You’re the perfect parent for your baby, so don’t torture yourself thinking about whether you’d be so more successful if you could only be someone else. No one else could be a better parent for your child than you are- although that doesn’t mean that you shouldn’t always try your best.
Avoiding comparisons
Whatever else you take on board from this book, I’m absolutely certain you won’t be following the advice I’m about to give you now. Why? Because although every parenting author will suggest you DON’T compare your baby with anyone else’s, we all do it – however hard we try not to.
Mothers groups
In many ways, mothers’ groups can be a lifeline: they provide other parents to chat to, share tips with, and make friends with. The downside is that, from the word go, you’re secretly comparing your baby with theirs. You discuss things in a neutral way, but inside you’re feeling insecure. How come that baby, born 2 days before yours, is already holding her head up? Why does that child sleep through the night, while yours wakes every 3 hours no matter what you do?

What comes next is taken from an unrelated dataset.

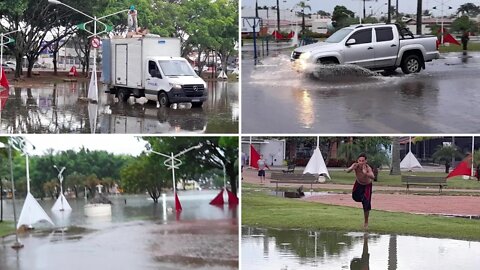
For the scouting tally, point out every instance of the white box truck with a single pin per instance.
(150, 67)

Have confidence in your baby
As the parenting guru Sheila Kitzinger says in her book The Year After Childbirth, the reason we compare our child with others is because we’re suffering from low self-esteem. We’re not experience yet in parenting, an it’s natural to doubt our own abilities. As time goes on, you’ll become more confident in trusting your own instincts. You will worry less about how other people’s children are doing and take your cue about how your own are doing from within yourself, not from what you see around you.
Don’t get into the habit of saying your own child is “a bit slow” or “not as advanced as yours,” because you’ll start believing it and your lack of confidence will eventually filter through to your child.
Try not to let the inevitable business of comparing your baby to others lead you to put your own child down. Remember that everyone needs someone to believe in him, and if you can’t rely on your mother and father to do this, who can you rely on? You don’t need to blind yourself to your child’s faults and failings, but don’t underestimate the importance of your support and loyalty.